After 30 Years What's Behind the Calculations Still Matters
5/14/2018 11:57:06 AM

Editor’s Note: Mark Alper is a familiar name to many NCHM graduates, particularly those who are Certified Occupancy Specialists. For 25 years from 1990 to 2015, Mark was the lead developer and instructor for COS©. Thousands of COSers attended his programs over the years and many ask us how he is doing. Well, Mark is doing fine, but we didn't want to leave it at that. So, we asked Mark to reflect on his long career and share some of his insights.


It was a different world in 1988 than it is today and nowhere better exemplifies that then the corner of the world called affordable housing.


President Ronald Regan was in the last year of his second term in office. There was no commercially available Internet, although it had been developed by the Pentagon’s Advanced Research and Project’s Administration, where it was known as ARPAnet. A gallon of gas was 91 cents. Rain Man was the biggest box office movie and the Cosby Show was the number one program on TV.


In the world of affordable housing software for recertifications was just beginning to be widely adopted. In 1986, I was doing 700 recertifications by hand. By 1988, I was doing many more than 700 using software. There was no EIV (Earned Income Verification system, for the uninitiated) in 1988. We had access to the Social Security Administration’s Third Party Query (TPQY) system for residents and applicants. This involved filling out computer cards for each resident and then mailing these to the local Social Security office at recertification time. Social Security would provide a benefits printout and return the computer cards so the housing provider could keep them on file for future use.


The HUD Handbook 4350.3 was on Change 3 in 1988. In the fifteen years that would follow, HUD would issue another 27 changes before the Handbook was rewritten in 2003. In 1988 the 4350.3 specified that a recertification was to begin 75 to 90 days prior to the effective date and be completed 35 days before the effective date. Thus, all recertification steps were to be completed within 55 days, at most.


The Fair Housing Act was amended to include individuals with disabilities and familial status as protected classes. The Final Rule would be issued in early 1989. For many it’s hard to imagine a time when disabilities and family status were not part of Fair Housing.


In 1988 I was in my second year as a Certified Occupancy Specialist® (COS®) and 29 years old. Spring forward to the present day. I am semi-retired, having left the NCHM staff as Vice President of Compliance in January of 2015 due to increasing mobility problems. I am engaged in some part-time consulting and remain interested and involved in the affordable housing profession.
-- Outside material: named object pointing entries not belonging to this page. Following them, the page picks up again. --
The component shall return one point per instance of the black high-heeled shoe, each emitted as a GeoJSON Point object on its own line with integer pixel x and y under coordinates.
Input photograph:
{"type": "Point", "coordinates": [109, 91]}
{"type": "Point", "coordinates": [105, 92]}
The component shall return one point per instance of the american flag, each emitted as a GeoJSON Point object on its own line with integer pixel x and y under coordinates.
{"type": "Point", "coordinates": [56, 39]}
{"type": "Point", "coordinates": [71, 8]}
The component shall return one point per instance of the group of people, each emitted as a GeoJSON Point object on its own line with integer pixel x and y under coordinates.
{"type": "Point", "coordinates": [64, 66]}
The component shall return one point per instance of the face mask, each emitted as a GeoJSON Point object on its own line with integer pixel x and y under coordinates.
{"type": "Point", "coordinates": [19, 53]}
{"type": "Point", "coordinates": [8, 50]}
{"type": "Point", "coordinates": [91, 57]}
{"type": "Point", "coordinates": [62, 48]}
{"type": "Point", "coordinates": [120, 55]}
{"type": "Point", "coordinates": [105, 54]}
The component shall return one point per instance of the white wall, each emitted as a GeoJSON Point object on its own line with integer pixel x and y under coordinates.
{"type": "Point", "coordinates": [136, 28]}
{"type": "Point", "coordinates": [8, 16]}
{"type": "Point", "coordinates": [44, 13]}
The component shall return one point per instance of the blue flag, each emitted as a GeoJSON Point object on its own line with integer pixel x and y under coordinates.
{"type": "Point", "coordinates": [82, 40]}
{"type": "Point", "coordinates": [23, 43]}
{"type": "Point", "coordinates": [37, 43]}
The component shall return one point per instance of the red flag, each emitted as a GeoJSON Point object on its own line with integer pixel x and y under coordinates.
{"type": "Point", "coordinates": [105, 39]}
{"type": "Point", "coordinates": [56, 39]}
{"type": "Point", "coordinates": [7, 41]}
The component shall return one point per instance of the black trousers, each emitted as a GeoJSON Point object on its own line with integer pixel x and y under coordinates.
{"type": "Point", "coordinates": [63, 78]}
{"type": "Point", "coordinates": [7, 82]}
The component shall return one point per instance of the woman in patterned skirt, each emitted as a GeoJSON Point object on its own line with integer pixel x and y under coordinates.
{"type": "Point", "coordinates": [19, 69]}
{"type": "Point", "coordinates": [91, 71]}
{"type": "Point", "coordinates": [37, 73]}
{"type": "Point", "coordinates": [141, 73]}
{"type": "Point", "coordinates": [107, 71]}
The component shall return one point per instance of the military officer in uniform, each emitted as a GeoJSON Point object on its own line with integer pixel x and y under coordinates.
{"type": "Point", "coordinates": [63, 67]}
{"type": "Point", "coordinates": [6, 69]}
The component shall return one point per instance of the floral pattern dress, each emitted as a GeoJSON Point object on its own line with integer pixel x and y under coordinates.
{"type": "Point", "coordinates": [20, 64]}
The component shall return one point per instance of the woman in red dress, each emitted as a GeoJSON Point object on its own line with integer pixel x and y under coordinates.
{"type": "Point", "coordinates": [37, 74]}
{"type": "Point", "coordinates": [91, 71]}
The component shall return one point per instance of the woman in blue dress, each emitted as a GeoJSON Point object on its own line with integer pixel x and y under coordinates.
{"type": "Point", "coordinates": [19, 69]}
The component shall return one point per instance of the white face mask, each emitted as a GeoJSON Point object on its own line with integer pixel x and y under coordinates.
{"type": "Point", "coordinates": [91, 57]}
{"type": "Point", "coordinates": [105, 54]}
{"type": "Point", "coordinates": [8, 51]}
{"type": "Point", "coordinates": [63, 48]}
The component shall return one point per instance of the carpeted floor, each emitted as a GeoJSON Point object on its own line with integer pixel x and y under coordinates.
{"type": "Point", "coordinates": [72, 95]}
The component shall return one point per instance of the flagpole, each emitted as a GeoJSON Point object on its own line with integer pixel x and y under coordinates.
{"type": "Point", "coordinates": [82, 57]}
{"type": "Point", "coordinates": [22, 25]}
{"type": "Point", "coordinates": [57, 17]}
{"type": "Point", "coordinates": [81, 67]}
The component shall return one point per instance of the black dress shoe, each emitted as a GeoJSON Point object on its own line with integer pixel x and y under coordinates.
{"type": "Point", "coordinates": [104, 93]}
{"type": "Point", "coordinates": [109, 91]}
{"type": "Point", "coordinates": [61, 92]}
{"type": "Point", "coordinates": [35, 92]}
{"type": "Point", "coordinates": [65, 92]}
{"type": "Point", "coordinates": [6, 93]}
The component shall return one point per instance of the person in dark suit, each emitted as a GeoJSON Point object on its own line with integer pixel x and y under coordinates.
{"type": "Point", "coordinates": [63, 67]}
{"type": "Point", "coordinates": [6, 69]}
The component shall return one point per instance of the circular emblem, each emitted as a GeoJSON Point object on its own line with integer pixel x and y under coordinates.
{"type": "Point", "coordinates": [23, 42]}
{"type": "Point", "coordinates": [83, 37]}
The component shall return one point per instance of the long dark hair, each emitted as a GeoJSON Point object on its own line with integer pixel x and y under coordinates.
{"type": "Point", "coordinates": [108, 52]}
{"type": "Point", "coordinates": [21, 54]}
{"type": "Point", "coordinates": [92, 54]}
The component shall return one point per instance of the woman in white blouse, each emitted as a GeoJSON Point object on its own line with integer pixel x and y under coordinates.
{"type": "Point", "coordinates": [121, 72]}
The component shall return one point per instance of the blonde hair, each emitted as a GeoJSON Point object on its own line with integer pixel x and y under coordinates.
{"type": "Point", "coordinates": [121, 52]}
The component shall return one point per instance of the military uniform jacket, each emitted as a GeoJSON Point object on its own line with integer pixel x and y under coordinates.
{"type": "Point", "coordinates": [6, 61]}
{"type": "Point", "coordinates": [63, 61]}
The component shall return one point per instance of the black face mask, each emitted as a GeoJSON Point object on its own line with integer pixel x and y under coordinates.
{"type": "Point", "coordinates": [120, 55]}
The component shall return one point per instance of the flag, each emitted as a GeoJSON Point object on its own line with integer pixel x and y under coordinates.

Many things have changed, while others have stayed the same. In the HUD affordable housing world today occupancy specialists have ninety days to complete a recertification. It has been years since anyone has had to manually complete a 50059 form. Some guidance has been improved while others have vanished, and a fair number of areas remain as confusing as ever.


For me, the advent of the computer age in affordable housing is one of the greatest advancements as well as a source of concern. One skill set I developed from doing recertification compliance in the years before software was the ability to analyze and assess verification data. It was a skill born of necessity. If I missed something or if I made calculation errors, it was going to cost my employer money, jeopardizing its ability to run an effective housing community and put my job in jeopardy. This is why during my time at NCHM and to this day, NCHM has insisted that COSers learn what is behind the calculations. Software is great but relying on it exclusively is a mistake; particularly when much of the occupancy function requires the ability to explain the complex federal requirements to applicants and residents.


The need to understand what is behind the numbers became even more acute with the advent of so-called “blended” properties. In 1988 the subsidy world was far less complicated. There were the HUD programs and there was the Low-Income Housing Tax Credit program and, for the most part, they operated separately. As budgets got stretched over the years, the blending or mixing of programs became commonplace. Today it is not unusually to see properties with two, three, four and even more programs intertwined. Software helps us to run the numbers, but it doesn't help us to explain them.


Of course, the very need to automate is driven by the complexity of rules that we must follow. Many of these rules are grounded in good reason and good intentions. However, they also combine to add to the confusion and consume valuable time. Hopefully the current focus on “de-regulation” will find its way to the various federal housing programs. Some regulation is absolutely necessary – we need to make sure that only qualified applicants are admitted and that everyone pays their fair share – the government and the residents. We also need to maintain our commitment to fair housing. At the same time I hope we can find a way to streamline the process and devote a greater share of our precious resources on the actual delivery of quality housing. That would be an awesome result to be able to report on 30 years hence – in 2048!